Sunday, August 26, 2012

A Man Called Horse (1970) & The Return of a Man Called Horse (1976)



          Years before Kevin Costner played a Civil War-era soldier who bonded with Native Americans in Dances with Wolves (1990), English actor Richard Harris played a character on a similar journey in the harrowing A Man Called Horse series. Based on a 1950 short story by Dorothy M. Johnson, the first picture in the series, A Man Called Horse, was released in 1970. Although Harris was still relatively fresh from the success of the blockbuster musical Camelot (1967), he was quickly sliding into a rut of intense movies about men enduring physically and spiritually debilitating odysseys—for instance, A Man Called Horse was one of three early-’70s Westerns dominated by scenes of Harris suffering bloody abuse. (A shrink could have fun analyzing the actor’s career.)

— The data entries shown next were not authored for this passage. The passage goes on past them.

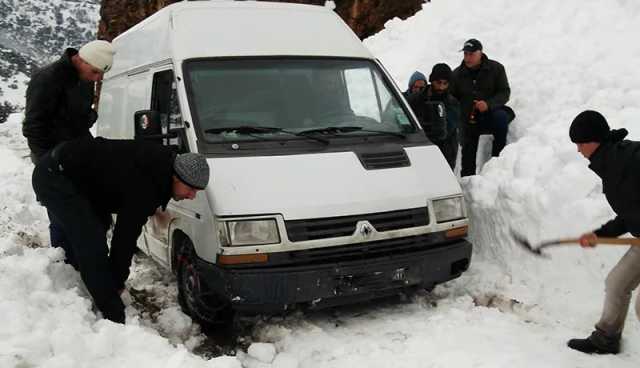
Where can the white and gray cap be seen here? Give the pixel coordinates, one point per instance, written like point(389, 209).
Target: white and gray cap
point(192, 169)
point(99, 54)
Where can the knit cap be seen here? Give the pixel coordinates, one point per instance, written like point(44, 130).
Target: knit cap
point(589, 126)
point(192, 169)
point(440, 71)
point(98, 54)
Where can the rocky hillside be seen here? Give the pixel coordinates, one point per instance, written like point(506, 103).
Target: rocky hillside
point(34, 32)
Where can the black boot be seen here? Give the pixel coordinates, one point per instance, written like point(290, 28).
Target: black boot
point(597, 343)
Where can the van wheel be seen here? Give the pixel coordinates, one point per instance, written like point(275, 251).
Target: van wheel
point(203, 305)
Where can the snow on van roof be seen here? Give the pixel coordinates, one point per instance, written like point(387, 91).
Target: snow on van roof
point(187, 30)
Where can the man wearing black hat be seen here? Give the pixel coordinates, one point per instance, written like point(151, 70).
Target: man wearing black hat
point(481, 86)
point(439, 112)
point(83, 181)
point(617, 163)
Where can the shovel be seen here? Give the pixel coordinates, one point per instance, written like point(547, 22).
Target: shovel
point(537, 249)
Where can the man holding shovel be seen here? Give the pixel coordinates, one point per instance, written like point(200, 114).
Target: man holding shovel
point(617, 163)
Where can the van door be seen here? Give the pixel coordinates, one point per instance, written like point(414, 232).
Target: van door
point(164, 100)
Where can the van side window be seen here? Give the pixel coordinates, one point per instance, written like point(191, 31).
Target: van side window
point(164, 99)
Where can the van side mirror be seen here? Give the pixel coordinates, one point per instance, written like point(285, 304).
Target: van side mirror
point(147, 125)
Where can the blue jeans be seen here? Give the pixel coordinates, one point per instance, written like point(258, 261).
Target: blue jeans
point(494, 122)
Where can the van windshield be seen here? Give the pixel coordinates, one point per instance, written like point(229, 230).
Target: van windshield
point(292, 99)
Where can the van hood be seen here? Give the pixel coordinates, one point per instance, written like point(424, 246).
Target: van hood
point(326, 184)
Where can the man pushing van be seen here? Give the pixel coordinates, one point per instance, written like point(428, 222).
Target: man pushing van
point(83, 181)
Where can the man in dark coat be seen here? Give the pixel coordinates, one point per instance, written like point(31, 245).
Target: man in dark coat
point(430, 103)
point(481, 86)
point(83, 181)
point(617, 163)
point(59, 104)
point(417, 83)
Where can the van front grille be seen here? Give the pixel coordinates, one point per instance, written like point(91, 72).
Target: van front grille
point(384, 160)
point(332, 227)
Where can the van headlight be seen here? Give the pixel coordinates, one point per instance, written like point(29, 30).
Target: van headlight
point(449, 209)
point(251, 232)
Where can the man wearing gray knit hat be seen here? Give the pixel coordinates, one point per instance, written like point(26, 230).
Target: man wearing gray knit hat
point(59, 104)
point(84, 181)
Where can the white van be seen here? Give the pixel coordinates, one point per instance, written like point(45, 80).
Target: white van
point(324, 189)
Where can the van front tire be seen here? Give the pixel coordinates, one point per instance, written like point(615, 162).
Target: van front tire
point(201, 304)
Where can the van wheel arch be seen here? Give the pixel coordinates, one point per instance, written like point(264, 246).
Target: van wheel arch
point(196, 300)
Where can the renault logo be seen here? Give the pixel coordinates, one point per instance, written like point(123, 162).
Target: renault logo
point(366, 230)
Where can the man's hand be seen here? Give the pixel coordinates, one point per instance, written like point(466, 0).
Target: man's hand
point(480, 105)
point(588, 240)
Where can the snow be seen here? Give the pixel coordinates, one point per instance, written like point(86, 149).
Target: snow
point(509, 310)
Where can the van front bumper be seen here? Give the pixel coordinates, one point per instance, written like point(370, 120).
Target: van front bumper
point(278, 288)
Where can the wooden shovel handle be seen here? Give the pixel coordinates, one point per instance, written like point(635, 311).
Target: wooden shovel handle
point(599, 241)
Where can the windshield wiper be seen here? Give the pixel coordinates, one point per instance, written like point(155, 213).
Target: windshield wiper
point(347, 129)
point(251, 129)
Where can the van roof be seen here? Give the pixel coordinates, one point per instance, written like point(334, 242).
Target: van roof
point(196, 29)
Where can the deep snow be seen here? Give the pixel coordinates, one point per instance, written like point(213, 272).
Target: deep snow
point(561, 58)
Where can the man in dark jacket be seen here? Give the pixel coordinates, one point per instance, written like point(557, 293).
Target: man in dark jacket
point(481, 86)
point(417, 83)
point(430, 103)
point(59, 104)
point(617, 163)
point(83, 181)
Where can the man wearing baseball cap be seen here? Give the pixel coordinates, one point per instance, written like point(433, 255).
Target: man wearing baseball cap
point(481, 86)
point(617, 162)
point(84, 181)
point(59, 103)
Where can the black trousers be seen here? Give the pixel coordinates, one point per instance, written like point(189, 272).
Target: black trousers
point(85, 232)
point(495, 122)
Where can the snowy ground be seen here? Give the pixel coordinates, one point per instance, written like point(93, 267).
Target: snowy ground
point(508, 310)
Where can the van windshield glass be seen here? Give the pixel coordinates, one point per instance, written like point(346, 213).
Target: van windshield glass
point(306, 96)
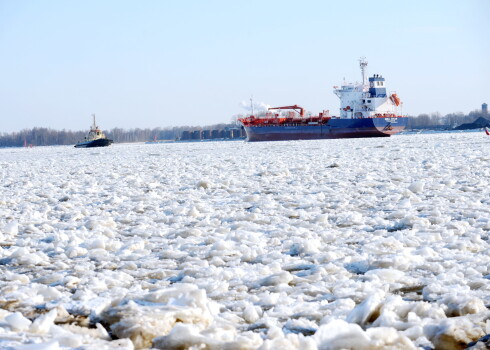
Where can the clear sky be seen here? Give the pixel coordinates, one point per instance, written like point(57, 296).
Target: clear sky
point(172, 63)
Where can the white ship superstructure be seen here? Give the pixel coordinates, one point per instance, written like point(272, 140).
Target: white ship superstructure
point(367, 100)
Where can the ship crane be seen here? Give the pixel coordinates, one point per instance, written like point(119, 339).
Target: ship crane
point(295, 108)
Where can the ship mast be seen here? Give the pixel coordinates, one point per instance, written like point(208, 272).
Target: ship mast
point(363, 65)
point(94, 126)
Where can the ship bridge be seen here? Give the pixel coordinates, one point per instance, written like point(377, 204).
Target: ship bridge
point(377, 86)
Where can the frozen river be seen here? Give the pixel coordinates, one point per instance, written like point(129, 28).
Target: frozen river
point(336, 244)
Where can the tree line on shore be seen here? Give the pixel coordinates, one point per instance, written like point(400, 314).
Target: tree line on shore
point(46, 137)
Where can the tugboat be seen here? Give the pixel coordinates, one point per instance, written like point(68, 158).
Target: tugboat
point(366, 110)
point(95, 138)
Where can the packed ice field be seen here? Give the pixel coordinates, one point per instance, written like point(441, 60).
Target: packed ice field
point(376, 243)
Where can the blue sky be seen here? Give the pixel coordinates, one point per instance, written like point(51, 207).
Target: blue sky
point(171, 63)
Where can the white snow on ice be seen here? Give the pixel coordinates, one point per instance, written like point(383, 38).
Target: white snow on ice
point(336, 244)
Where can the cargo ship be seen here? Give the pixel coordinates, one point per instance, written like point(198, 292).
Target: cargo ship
point(366, 110)
point(95, 138)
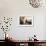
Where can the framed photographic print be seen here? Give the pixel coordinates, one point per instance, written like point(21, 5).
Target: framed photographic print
point(26, 20)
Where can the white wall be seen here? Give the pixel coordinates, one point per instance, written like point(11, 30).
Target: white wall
point(15, 8)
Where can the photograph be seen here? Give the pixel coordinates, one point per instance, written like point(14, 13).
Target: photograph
point(26, 20)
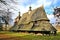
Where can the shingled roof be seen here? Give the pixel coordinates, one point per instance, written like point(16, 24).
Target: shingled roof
point(27, 21)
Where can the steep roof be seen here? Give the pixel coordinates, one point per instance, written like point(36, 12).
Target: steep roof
point(27, 21)
point(36, 14)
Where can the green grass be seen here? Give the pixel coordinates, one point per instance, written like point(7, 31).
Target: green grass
point(32, 37)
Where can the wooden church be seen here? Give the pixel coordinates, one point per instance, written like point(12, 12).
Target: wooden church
point(34, 21)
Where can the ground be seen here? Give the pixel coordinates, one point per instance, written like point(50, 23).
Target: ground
point(25, 36)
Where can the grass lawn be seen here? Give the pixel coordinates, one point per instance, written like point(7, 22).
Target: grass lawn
point(26, 36)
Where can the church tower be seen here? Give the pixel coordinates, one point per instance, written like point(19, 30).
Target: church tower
point(57, 15)
point(17, 18)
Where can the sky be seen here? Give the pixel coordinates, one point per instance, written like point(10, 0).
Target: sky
point(49, 5)
point(23, 6)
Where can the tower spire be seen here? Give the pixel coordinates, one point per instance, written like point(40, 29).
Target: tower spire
point(30, 6)
point(19, 15)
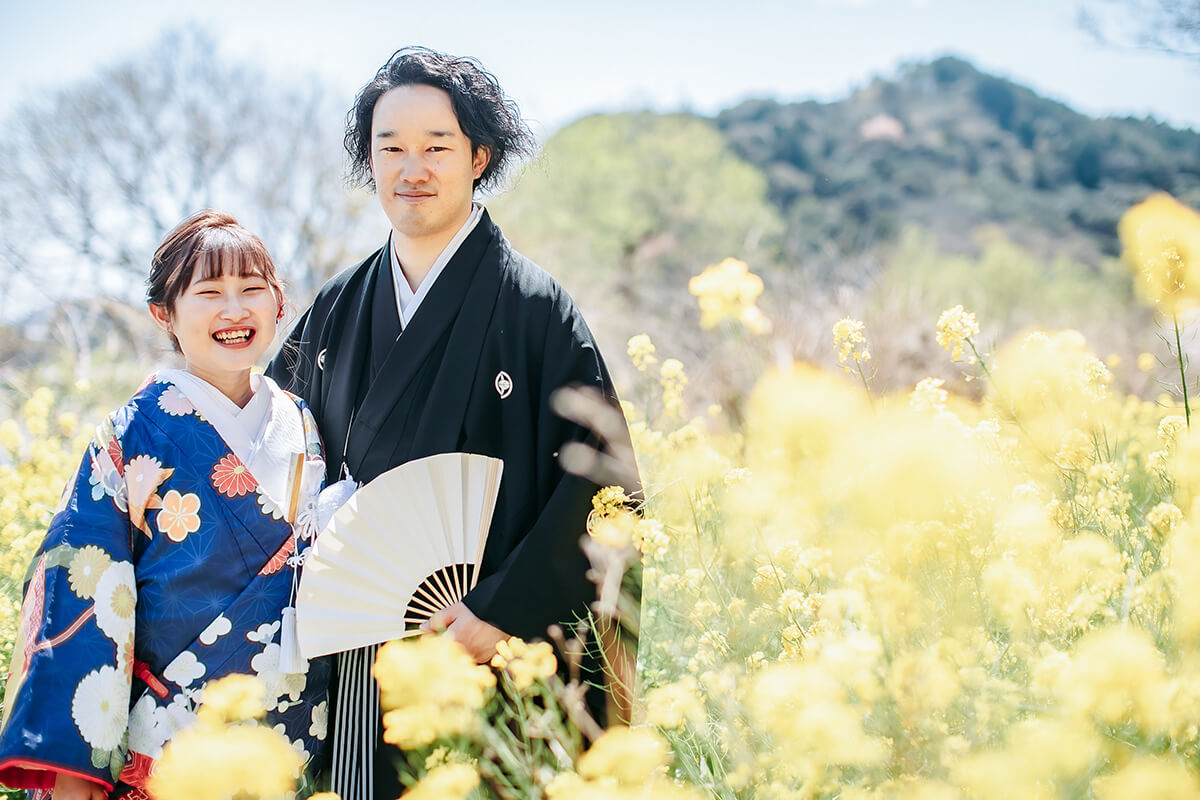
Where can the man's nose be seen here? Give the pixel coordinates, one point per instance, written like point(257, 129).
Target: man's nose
point(414, 169)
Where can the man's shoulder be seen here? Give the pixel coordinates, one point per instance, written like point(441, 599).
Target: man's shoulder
point(348, 277)
point(529, 282)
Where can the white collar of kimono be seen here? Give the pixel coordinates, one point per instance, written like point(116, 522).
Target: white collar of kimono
point(408, 300)
point(263, 435)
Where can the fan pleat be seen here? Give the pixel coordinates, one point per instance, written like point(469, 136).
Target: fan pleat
point(403, 547)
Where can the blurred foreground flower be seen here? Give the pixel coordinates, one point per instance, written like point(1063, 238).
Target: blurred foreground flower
point(214, 761)
point(445, 782)
point(729, 290)
point(430, 689)
point(1161, 242)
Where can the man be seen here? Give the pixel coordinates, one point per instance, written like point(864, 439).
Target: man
point(447, 340)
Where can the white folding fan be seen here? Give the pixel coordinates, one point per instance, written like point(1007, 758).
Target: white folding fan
point(403, 547)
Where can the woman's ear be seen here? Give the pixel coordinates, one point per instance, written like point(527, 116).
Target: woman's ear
point(161, 316)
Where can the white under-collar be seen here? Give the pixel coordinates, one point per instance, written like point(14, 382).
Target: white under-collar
point(263, 434)
point(408, 300)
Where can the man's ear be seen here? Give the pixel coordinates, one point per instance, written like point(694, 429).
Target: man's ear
point(161, 316)
point(481, 158)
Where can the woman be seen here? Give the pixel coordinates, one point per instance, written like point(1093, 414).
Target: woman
point(172, 559)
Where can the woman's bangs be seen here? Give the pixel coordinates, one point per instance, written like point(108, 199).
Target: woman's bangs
point(223, 254)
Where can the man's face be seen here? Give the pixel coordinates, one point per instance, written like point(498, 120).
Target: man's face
point(423, 163)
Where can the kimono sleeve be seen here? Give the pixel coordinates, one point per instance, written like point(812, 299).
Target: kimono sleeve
point(67, 698)
point(544, 581)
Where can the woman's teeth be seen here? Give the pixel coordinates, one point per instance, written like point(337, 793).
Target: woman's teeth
point(233, 337)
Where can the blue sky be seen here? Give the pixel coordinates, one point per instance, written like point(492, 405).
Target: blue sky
point(563, 59)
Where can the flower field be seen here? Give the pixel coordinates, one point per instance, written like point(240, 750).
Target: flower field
point(845, 593)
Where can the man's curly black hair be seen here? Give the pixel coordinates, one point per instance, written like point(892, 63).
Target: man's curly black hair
point(489, 119)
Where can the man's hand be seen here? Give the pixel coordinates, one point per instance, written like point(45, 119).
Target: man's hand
point(69, 787)
point(477, 636)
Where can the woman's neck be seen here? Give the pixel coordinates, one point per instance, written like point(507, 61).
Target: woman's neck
point(234, 385)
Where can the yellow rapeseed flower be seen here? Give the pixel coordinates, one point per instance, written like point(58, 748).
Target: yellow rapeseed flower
point(447, 782)
point(641, 352)
point(850, 341)
point(1161, 242)
point(1149, 776)
point(729, 290)
point(525, 662)
point(929, 396)
point(205, 763)
point(676, 704)
point(631, 756)
point(232, 699)
point(672, 378)
point(955, 328)
point(431, 689)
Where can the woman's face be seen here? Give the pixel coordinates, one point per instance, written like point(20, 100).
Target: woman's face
point(223, 325)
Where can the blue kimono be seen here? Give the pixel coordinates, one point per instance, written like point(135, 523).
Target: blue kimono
point(166, 566)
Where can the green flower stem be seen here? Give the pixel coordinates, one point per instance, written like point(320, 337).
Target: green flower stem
point(1183, 378)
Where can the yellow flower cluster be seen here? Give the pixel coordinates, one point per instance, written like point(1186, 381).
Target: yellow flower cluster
point(641, 352)
point(525, 662)
point(936, 596)
point(216, 761)
point(850, 341)
point(233, 699)
point(623, 764)
point(39, 452)
point(955, 329)
point(729, 290)
point(430, 689)
point(445, 782)
point(1161, 242)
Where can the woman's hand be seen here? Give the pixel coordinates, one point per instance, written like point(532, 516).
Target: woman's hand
point(69, 787)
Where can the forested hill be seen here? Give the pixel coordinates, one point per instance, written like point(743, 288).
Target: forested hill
point(952, 148)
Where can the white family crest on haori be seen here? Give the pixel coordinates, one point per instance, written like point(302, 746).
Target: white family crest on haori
point(403, 547)
point(503, 384)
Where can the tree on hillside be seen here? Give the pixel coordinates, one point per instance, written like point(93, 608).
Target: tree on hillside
point(94, 174)
point(633, 203)
point(1168, 25)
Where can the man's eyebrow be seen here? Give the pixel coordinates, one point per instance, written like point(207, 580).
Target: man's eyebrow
point(432, 134)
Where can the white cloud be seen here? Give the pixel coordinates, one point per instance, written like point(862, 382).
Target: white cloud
point(216, 629)
point(185, 669)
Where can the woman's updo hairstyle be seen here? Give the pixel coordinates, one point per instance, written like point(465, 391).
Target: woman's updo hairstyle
point(207, 245)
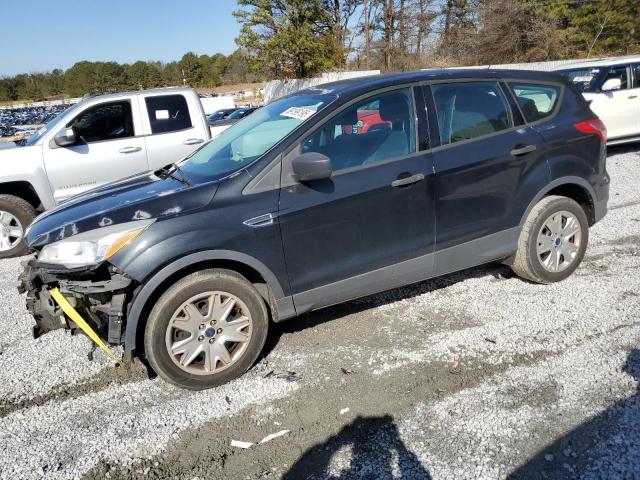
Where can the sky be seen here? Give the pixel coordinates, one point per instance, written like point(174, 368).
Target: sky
point(40, 35)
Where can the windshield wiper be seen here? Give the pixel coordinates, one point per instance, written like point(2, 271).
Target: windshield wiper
point(169, 171)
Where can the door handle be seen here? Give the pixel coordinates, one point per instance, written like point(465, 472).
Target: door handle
point(522, 150)
point(130, 149)
point(403, 182)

          Harris stars as Lord John Morgan, a British aristocrat who is captured by a Sioux Indian band called the Yellow Hand while traveling in the American West. The sequence of his capture is typical of the picture’s disturbing vibe—Morgan is bathing in a river when Indians lasso him around the throat, yank him from the water, and then prod with spears while he tries to fight back, naked and vulnerable. Initially, Morgan’s captors treat him like property, and he learns about Yellow Hand culture and language from Batise (Jean Gacson), a fellow member of the tribe’s lowest caste.
          However, when an opportunity arises for Morgan to prove his worth in battle, he determines that he wants to become fully integrated into the Sioux Nation. Accepting the Indian name “Horse,” Morgan takes a Sioux wife and—in the film’s most famous sequence—endures a gruesome initiation ritual during which he’s hung from the roof of a giant tent by hooks dug into his pectoral muscles. (If you can watch that scene without feeling queasy, you’re a better man than I, Gunga Din.) Director Elliot Silverstein’s style is lurid and occasionally trippy, the otherworldliness of the piece accentuated by Native American music and a preponderance of dialogue spoken in the Sioux language. One can easily quibble with the film’s dramatic merits and historical accuracy, but it’s impossible to deny that A Man Called Horse possess a bizarre sort of cinematic power. Plus, while Harris was well on his way toward self-parody, given his penchant for operatic gestures and shouted dialogue, his commitment is unquestionable.
          Six years later, Harris reprised his role in the competent but unnecessary sequel The Return of a Man Called Horse, which replaces the original film’s grisly novelty with a ponderous narrative about the title character becoming a messiah for his adopted people. When the picture begins, Morgan has returned to England but regrets leaving the Sioux behind; subsequently, when he returns to America for a visit and discovers that the Yellow Hand were humiliated and relocated by white men, Morgan resumes his Horse persona and rouses his friends to a new chapter of accomplishment and purpose.
          Woven into this principal storyline is a thread of Morgan attempting to reclaim the spiritual fulfillment he felt while living among the Sioux, so the picture is filled with anguished speechifying, and, naturally, director Irvin Kershner presents yet another bloody initiation ritual. The Return of a Man Called Horseis handsomely made, but it suffers from bloat and humorlessness, so viewers may end up feeling as depleted as the protagonist by the time the thing runs its course. In 1982, Harris reprised the Morgan role one last time for The Triumphs of a Man Called Horse, but the focus of the threequel was actually Horse’s son, so Harris’ appearance in the substandard flick is really just a glorified cameo.